The Torre de El Encinal is located on the outskirts of the town of Nanclares de la Oca. The Carlist Wars, III Carlist War (1875), have left the remains of three towers in their path through Iruña de Oca that, located on two heights, have guarded this strategic point for years.
The Elizabethan troops built them to maintain communication by road, due to the harassment that the Carlists carried out on their convoys, within a line of government fortifications that secured the Miranda de Ebro-Vitoria route from the Carlist attacks. It was abandoned shortly after, at the end of the war in February 1876 and its ruin began, until it was restored at the end of the 20th century.

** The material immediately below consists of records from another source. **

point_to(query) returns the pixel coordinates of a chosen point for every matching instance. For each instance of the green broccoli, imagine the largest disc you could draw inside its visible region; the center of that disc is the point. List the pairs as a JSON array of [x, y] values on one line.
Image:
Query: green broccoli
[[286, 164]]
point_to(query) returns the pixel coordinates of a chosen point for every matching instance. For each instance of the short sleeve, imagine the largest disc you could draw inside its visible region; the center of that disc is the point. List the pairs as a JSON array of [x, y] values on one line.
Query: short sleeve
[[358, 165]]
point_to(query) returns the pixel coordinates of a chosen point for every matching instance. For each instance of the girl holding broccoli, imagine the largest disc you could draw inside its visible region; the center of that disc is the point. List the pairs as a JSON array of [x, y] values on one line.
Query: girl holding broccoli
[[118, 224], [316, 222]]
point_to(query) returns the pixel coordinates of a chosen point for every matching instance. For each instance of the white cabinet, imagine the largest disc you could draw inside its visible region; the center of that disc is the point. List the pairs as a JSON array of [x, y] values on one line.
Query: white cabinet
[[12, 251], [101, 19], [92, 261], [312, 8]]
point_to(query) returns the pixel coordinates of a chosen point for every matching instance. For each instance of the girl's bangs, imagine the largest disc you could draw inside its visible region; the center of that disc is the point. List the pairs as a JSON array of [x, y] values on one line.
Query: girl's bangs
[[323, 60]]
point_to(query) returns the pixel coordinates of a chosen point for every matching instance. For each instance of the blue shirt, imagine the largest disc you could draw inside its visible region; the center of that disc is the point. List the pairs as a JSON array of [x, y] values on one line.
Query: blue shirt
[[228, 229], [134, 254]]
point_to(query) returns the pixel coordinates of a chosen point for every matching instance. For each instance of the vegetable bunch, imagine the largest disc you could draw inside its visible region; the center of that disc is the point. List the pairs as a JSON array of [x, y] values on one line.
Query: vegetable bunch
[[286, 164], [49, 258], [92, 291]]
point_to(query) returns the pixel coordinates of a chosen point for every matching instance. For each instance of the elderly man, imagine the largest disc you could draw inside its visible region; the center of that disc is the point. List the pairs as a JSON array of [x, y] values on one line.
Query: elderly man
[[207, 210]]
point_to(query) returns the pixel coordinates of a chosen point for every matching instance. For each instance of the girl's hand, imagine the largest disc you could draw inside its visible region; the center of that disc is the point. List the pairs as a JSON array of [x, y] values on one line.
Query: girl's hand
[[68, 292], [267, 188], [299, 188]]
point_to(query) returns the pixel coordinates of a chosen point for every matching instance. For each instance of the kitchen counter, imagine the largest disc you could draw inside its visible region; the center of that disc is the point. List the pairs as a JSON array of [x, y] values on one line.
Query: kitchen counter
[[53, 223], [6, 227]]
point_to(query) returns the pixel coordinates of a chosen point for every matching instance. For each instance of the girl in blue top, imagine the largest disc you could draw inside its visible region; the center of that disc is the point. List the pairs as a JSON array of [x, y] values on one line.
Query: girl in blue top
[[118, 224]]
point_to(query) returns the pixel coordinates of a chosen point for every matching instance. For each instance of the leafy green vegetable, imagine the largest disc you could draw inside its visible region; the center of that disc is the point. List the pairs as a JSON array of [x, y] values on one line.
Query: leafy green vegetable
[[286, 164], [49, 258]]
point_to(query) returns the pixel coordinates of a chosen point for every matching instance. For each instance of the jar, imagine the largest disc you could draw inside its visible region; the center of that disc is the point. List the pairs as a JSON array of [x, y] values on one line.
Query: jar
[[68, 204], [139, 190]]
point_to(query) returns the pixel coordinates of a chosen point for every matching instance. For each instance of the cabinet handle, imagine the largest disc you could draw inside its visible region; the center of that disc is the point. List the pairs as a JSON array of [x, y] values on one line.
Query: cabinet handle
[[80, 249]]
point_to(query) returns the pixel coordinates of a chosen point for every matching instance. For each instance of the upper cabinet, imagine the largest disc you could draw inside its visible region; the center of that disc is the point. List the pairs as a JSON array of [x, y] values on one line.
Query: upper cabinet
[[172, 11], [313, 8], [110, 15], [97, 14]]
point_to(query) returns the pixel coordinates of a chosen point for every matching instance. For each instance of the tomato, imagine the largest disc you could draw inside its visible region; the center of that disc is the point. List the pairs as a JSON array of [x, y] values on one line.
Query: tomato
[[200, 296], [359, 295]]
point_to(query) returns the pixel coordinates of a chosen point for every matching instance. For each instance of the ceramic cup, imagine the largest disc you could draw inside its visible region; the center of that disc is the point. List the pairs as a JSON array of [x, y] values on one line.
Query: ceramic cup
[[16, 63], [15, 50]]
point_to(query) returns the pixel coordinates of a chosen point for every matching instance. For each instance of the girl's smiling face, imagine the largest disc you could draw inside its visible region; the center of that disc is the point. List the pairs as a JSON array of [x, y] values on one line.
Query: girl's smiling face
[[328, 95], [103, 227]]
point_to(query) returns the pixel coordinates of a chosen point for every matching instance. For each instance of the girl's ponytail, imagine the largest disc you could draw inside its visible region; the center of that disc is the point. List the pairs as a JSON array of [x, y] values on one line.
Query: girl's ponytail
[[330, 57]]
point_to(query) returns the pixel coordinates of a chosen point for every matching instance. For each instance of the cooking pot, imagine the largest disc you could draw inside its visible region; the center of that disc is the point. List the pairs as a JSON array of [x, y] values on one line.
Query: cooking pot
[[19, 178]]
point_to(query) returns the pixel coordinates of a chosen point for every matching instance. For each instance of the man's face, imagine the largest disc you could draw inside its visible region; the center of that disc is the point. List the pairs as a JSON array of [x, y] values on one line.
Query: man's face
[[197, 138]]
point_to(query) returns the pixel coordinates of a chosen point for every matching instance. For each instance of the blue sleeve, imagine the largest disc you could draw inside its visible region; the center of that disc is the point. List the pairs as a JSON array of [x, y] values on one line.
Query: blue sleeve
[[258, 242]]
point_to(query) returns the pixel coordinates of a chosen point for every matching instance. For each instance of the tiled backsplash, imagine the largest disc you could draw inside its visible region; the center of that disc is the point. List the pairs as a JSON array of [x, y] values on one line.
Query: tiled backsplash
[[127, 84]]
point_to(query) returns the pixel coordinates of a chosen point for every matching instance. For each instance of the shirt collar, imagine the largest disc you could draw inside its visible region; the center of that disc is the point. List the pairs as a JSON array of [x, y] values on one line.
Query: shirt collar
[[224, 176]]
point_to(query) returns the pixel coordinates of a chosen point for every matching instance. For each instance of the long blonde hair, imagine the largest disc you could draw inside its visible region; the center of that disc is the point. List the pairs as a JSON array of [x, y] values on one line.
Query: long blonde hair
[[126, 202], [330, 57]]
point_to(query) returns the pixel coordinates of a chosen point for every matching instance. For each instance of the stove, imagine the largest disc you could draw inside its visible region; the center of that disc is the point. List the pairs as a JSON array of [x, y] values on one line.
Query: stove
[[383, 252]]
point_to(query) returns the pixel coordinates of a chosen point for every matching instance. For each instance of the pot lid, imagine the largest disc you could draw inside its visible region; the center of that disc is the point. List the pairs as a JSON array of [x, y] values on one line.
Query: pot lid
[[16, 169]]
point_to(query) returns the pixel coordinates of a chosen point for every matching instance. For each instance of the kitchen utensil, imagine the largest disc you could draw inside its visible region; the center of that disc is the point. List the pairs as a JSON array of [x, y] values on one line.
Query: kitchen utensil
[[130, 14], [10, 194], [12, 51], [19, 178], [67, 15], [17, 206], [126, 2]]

It is located on the Encinal hill immediately to the town, it controls the accesses from the southern slope of the Sierra de Badaya. With identical structure to the Torre de Almoreta, it has a floor area of about 94 m² and, after the restoration of the facade throughout 1997, it was inaugurated in July of that same year as an exhibition hall.
The tower is quadrangular, and has chamfered corners. Outwardly it has a compact shape, two heights and with a crenellated crown. On the ground floor there is a loophole on each corner, five loopholes on three of the facades and a door with two loopholes on each side on the fourth side. On the upper floor there are five loopholes on three of the facades and on the fourth a central French door, flanked by a loophole on each side, in addition to one on each corner. It presents a very good state of conservation, having been recently restored.